Met de opkomst van extreemrechts in het westen is er een fenomeen dat steeds belangrijker zal worden in de politiek: dog whistling. Kort gezegd is dog whistling het gebruiken van taal met een dubbele betekenis. Wat een normale of nietszeggende uitspraak is voor de gewone mens, heeft voor een specifieke groep extra lading.

De toespraak van Thierry Baudet na de uitslag van de Provinciale Statenverkiezingen van dit jaar bevat misschien wel het bekendste voorbeeld van dog whistling binnen de Nederlandse politiek. Tijdens die speech sprak hij de volgende zin uit: “Maar net als al die andere landen van onze boreale wereld, worden we kapot gemaakt door de mensen die ons juist zouden moeten beschermen.” terwijl hij het had over hoe ons land en onze beschaving ten onder gaan.
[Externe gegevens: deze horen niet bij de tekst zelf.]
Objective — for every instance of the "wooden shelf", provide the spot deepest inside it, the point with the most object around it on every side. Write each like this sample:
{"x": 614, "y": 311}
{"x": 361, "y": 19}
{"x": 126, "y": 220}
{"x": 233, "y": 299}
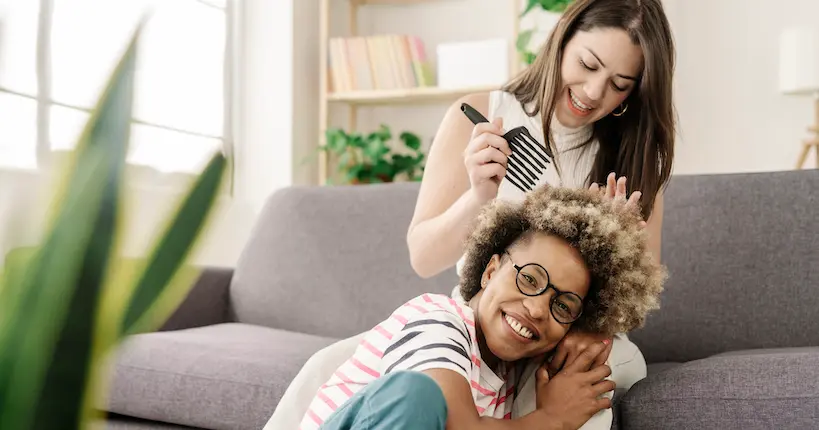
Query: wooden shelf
{"x": 399, "y": 2}
{"x": 405, "y": 95}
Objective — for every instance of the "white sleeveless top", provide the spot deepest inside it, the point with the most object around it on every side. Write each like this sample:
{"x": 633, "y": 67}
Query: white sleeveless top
{"x": 574, "y": 161}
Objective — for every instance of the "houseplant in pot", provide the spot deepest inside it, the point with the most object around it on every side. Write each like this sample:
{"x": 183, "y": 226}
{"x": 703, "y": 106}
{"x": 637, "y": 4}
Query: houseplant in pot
{"x": 538, "y": 17}
{"x": 66, "y": 305}
{"x": 367, "y": 158}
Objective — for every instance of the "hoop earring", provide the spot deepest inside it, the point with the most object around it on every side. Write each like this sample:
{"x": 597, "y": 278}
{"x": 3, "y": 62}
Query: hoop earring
{"x": 622, "y": 110}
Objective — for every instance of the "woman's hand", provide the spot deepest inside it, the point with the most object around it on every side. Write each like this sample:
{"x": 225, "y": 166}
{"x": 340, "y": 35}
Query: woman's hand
{"x": 574, "y": 395}
{"x": 572, "y": 346}
{"x": 616, "y": 190}
{"x": 485, "y": 159}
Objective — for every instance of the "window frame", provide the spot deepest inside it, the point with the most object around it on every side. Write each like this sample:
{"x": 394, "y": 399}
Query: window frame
{"x": 44, "y": 100}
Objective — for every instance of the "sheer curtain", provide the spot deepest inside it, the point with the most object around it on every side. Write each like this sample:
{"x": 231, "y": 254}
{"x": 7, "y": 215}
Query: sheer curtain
{"x": 49, "y": 83}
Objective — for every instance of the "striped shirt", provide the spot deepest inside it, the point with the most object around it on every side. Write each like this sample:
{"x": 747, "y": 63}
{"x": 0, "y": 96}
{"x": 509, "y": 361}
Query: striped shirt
{"x": 431, "y": 331}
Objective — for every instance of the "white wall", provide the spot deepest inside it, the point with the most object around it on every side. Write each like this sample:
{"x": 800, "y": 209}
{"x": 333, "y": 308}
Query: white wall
{"x": 732, "y": 116}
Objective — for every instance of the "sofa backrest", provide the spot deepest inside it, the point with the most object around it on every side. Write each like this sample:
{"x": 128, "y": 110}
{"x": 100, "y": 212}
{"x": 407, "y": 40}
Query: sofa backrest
{"x": 330, "y": 261}
{"x": 742, "y": 252}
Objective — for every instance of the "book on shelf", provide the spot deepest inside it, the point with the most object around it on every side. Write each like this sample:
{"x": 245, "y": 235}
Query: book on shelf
{"x": 380, "y": 62}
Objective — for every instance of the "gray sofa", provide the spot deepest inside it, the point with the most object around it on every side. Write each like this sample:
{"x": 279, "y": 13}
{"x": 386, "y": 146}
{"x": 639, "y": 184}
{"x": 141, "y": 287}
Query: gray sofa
{"x": 735, "y": 345}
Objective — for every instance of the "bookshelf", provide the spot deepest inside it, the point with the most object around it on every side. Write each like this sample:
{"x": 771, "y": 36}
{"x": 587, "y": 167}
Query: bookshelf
{"x": 354, "y": 98}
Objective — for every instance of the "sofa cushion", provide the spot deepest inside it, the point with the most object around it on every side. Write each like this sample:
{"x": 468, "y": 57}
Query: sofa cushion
{"x": 331, "y": 261}
{"x": 740, "y": 250}
{"x": 741, "y": 390}
{"x": 226, "y": 376}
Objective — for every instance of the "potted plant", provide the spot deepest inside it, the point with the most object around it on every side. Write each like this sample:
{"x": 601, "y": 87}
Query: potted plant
{"x": 68, "y": 303}
{"x": 542, "y": 23}
{"x": 372, "y": 158}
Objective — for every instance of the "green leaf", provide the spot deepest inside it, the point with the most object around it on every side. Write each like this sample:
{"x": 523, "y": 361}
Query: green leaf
{"x": 411, "y": 140}
{"x": 530, "y": 4}
{"x": 47, "y": 344}
{"x": 529, "y": 57}
{"x": 152, "y": 303}
{"x": 524, "y": 37}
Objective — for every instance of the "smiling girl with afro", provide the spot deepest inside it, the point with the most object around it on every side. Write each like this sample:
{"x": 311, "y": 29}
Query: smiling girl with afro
{"x": 561, "y": 259}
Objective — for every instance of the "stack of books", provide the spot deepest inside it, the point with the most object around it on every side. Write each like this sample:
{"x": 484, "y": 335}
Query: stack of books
{"x": 380, "y": 62}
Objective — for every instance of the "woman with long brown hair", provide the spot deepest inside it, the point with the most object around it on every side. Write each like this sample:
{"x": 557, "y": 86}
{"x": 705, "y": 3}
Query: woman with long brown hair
{"x": 598, "y": 99}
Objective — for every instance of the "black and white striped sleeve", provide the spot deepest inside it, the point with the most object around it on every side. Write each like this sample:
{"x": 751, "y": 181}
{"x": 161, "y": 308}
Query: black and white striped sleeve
{"x": 430, "y": 341}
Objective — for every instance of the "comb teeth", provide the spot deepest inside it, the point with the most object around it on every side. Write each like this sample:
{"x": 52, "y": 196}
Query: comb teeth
{"x": 528, "y": 160}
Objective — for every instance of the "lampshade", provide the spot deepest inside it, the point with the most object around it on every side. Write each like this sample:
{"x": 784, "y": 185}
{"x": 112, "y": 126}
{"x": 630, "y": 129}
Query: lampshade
{"x": 799, "y": 60}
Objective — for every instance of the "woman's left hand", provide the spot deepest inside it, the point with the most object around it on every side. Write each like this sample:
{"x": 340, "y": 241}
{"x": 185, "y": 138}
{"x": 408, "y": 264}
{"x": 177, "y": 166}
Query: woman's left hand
{"x": 572, "y": 345}
{"x": 616, "y": 190}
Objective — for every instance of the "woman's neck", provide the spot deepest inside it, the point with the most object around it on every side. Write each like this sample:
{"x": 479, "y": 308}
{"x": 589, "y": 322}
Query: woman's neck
{"x": 569, "y": 137}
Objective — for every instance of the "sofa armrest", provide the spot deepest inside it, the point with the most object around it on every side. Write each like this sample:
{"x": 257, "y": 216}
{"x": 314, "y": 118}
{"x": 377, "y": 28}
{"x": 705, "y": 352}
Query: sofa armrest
{"x": 206, "y": 303}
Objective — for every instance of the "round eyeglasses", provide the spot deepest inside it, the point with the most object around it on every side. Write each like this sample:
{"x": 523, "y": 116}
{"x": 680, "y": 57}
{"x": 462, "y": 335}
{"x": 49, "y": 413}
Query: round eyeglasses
{"x": 533, "y": 280}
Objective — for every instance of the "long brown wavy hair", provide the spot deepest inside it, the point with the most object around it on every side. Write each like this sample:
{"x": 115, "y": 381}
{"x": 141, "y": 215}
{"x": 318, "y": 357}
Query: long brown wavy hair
{"x": 640, "y": 143}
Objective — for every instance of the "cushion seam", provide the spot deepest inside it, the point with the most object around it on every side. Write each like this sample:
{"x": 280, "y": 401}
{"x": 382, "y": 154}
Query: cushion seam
{"x": 165, "y": 372}
{"x": 730, "y": 399}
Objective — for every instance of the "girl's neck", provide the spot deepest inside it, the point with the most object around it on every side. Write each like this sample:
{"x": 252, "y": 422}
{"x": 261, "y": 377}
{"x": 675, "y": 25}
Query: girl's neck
{"x": 488, "y": 357}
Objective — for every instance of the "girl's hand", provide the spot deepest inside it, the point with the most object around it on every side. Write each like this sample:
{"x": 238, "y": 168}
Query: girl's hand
{"x": 574, "y": 395}
{"x": 485, "y": 159}
{"x": 572, "y": 346}
{"x": 616, "y": 190}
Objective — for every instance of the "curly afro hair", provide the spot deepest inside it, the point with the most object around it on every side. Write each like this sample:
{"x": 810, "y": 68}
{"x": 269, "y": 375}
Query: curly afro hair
{"x": 626, "y": 281}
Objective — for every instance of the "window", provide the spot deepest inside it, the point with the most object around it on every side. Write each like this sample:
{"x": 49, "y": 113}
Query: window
{"x": 53, "y": 66}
Meteen daarna ontstond er op Twitter ophef: Naast dat boreaal “noordelijk” betekent, gebruikt extreemrechts het ook om het idee aan te duiden dat Europa ooit volledig wit was, en dat dit ook zo moet blijven of weer opnieuw zo moet worden gemaakt. Deze racistische betekenis werd ooit geïntroduceerd door Jean-Marie Le Pen, en we weten dat Baudet een bewonderaar van hem is.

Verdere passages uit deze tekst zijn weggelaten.